Three-fold opioid variation a cue to look at prescribing
Three-fold opioid variation a cue to look at prescribing, says Commission
Evidence that the number of people being given one of the most dangerous classes of medicine varies up to three-fold around New Zealand is a cue for hospitals and primary health care providers to take a close look at their prescribing, says the Health Quality & Safety Commission.
Opioids include fentanyl, methadone, morphine, oxycodone and pethidine at the stronger end and tramadol, codeine and dihydrocodeine at the weaker, and are highly effective in managing pain.
But they are also the class of medicine most commonly implicated in patient harm – which might include nausea, constipation, delirium, hypotension, addiction or even potentially life-threatening over-sedation and respiratory depression.
March, the final month of the Commission’s Open for better care national patient safety campaign’s six-month focus on reducing harm from high-risk medicines, looks at the safe use of opioids.
The wide differences in usage are shown in the recently published opioid domain of the Commission’s Atlas of Healthcare Variation – a series of easy-to-use maps, graphs, tables and commentaries that chart the provision and use of specific health services and outcomes.
The domain records subsidised opioids dispensed from community pharmacies in 2013, but not those used in hospitals. However, the prescription may have come from a hospital, as nearly half of those dispensed a strong opioid had been a public hospital inpatient or outpatient in the week prior.
‘The question is do we need to use strong opioids as much as we do and are there alternatives?’ says Dr Alan Davis, chair of the expert advisory group that developed the opioid domain.
‘Yes, there are alternatives, and district health boards need to investigate why their usage is different to other district health boards’ and if they should be exploring those alternatives.

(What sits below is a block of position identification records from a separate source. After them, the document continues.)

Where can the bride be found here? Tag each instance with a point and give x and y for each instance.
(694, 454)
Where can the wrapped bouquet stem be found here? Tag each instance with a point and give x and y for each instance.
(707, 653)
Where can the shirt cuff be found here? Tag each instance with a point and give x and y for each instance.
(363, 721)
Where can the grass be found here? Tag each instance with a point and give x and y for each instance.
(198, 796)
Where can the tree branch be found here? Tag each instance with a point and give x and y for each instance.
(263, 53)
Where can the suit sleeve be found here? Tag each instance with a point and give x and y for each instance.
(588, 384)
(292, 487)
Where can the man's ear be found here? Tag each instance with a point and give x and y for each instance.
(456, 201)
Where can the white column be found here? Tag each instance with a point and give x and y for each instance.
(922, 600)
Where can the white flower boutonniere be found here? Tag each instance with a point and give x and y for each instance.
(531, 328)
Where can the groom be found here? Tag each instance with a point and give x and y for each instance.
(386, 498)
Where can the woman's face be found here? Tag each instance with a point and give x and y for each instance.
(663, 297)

‘It may be a patient who’s had an operation doesn’t actually need strong opioids once they leave hospital but they’ve been given them anyway. It may be appropriate they change at that stage to weaker-strength painkillers. Maybe they could get by without painkillers at all. There might be lifestyle strategies to help them manage discomfort.
‘Of course, it may also be the prescription is completely appropriate as it is. The atlas itself doesn’t tell us this, but by showing such wide variation it does tell us these are important questions for clinicians to be asking themselves.’

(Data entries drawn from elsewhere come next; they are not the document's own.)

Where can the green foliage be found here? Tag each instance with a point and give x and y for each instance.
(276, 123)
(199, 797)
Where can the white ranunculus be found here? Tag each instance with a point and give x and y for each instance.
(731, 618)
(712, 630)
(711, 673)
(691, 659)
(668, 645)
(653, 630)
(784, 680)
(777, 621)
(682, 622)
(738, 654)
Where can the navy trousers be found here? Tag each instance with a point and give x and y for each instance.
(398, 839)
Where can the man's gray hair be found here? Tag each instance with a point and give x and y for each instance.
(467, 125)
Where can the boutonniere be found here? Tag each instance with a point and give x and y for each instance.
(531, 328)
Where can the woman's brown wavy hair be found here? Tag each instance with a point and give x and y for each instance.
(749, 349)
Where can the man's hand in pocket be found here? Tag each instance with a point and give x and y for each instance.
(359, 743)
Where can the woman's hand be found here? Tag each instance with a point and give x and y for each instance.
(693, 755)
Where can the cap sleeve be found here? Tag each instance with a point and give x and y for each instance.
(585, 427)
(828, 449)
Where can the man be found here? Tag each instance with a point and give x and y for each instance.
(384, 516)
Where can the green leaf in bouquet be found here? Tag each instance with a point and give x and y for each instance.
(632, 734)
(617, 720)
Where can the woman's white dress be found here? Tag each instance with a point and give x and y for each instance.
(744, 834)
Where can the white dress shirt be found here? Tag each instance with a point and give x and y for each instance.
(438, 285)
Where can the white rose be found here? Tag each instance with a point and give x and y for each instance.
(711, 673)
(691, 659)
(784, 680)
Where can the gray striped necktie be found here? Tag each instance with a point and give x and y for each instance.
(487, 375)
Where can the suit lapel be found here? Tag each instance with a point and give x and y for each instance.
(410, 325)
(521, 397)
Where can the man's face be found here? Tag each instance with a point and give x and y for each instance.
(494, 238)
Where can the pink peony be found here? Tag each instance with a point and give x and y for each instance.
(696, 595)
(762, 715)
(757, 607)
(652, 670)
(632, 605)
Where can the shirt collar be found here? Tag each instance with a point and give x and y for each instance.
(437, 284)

Among the atlas’s key findings are:
• An average of 17/1000 people received a strong opioid, with a greater than three-fold variation between district health board (DHB) geographical areas
• An average of 64/1000 people received a weak opioid, with a two-fold variation between DHB areas
• Women were dispensed significantly more both weak and strong opioids than men
• Opioid use increased significantly with age: 1 in 10 people aged 80 and over received a strong opioid and 1 in 7 a weak opioid
• People identifying as European or Other ethnicity had two to four times the use of strong opioids as those of Maori, Pacific or Asian ethnicity
• People identifying as European or Other received significantly more weak opioids, and Asian peoples significantly fewer
• An average of 11/1000 people received morphine, 10,000 more than in 2011, with a two-fold variation between DHB areas
• An average of 6.4/1000 people received oxycodone, 5000 fewer than in 2011, with a three-fold variation between DHB areas.

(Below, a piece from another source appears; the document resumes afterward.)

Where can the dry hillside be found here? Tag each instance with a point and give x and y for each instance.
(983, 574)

Dr Davis says it is unlikely all – or even most – of the variations are due to the DHB areas having different populations with different needs.
‘So there is a great deal to consider in the atlas for DHBs, along with primary health organisations, general practices and others prescribing opioids in their communities.’
The opioid domain of the Atlas of Healthcare Variation can be viewed atwww.hqsc.govt.nz/atlas/opioids.